EGOISTE


カードキーを受け取ったはいいが、それをどう渡すべきか悩んでいると、


鬼頭が一枚のカードを俺の手からさっと抜き取った。


そして水月と歌南の腕を取ると、「じゃ、あたしらこっちの部屋にするから」とさらりと言う。


「え!ちょっと!!」


俺を千夏と二人きりにするかぁ!?


「千夏さんに看病してもらいなよ」


そう言って俺の背中を押す。


え…ちょっと看病て……





「伝えたいこと、言いたいことちゃんと言った方がいいよ。


歌南さんのときみたいに」





鬼頭の囁くような声を聞いて、俺は振り返った。


鬼頭はほんの少しだけ穏やかな微笑みを浮かべていた。


ぎゅぅと部屋に押し込められ、パタンとドアが閉まると、俺の顔からサーーーと血の気が引いた。
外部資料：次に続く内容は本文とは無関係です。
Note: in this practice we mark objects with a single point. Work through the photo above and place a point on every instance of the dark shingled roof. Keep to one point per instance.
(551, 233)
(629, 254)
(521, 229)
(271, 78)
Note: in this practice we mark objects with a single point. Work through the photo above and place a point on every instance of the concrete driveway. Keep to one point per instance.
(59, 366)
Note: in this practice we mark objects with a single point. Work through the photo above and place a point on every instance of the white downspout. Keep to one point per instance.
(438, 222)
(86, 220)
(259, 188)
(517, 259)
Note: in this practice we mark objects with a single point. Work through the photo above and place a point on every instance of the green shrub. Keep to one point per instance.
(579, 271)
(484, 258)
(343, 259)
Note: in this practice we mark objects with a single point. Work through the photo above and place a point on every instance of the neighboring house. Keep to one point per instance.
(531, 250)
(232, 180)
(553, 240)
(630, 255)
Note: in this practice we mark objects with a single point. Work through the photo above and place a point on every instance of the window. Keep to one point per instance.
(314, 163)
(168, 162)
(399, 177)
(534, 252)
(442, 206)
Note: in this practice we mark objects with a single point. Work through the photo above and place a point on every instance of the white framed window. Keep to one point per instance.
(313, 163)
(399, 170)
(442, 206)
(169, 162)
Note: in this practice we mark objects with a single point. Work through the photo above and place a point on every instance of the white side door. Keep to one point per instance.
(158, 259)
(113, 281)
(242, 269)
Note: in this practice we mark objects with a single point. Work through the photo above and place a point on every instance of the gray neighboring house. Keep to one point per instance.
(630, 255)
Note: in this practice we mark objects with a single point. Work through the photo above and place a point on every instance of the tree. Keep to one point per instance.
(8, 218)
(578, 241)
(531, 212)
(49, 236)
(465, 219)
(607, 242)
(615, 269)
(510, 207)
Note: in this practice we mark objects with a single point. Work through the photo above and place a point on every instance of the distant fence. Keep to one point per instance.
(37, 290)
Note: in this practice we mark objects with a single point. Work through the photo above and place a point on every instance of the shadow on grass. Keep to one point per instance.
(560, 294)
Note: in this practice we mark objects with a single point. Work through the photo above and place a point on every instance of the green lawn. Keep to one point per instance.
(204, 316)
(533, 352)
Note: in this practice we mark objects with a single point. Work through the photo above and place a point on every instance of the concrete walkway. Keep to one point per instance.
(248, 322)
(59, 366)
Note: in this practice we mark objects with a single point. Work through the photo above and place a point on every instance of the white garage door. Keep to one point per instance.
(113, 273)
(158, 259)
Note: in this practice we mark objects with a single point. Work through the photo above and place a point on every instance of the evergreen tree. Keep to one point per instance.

恐る恐る振り返ると、千夏はマイペースに部屋の電気をつけている。


千夏は俺と違って常識人だから、この意見に抗議するかと思いきや何も言わなかった。


部屋の照明に照らし出された千夏の横顔はつるりと無表情で、何も読み取れない。


「疲れちゃった。先シャワー借りるわね」


千夏が苦笑しながらも、着ていたカーディガンを脱ぐ。


その下は白いナース服だった。


それを見て急に現実に引き戻された。


千夏は夜勤を抜け出してきたのだ。病院から何か言われないだろうか。


心配だったけれど、この状況ではどうしようもできない。


俺は黙って、彼女がバスルームに入っていくのを見送るしかなかった。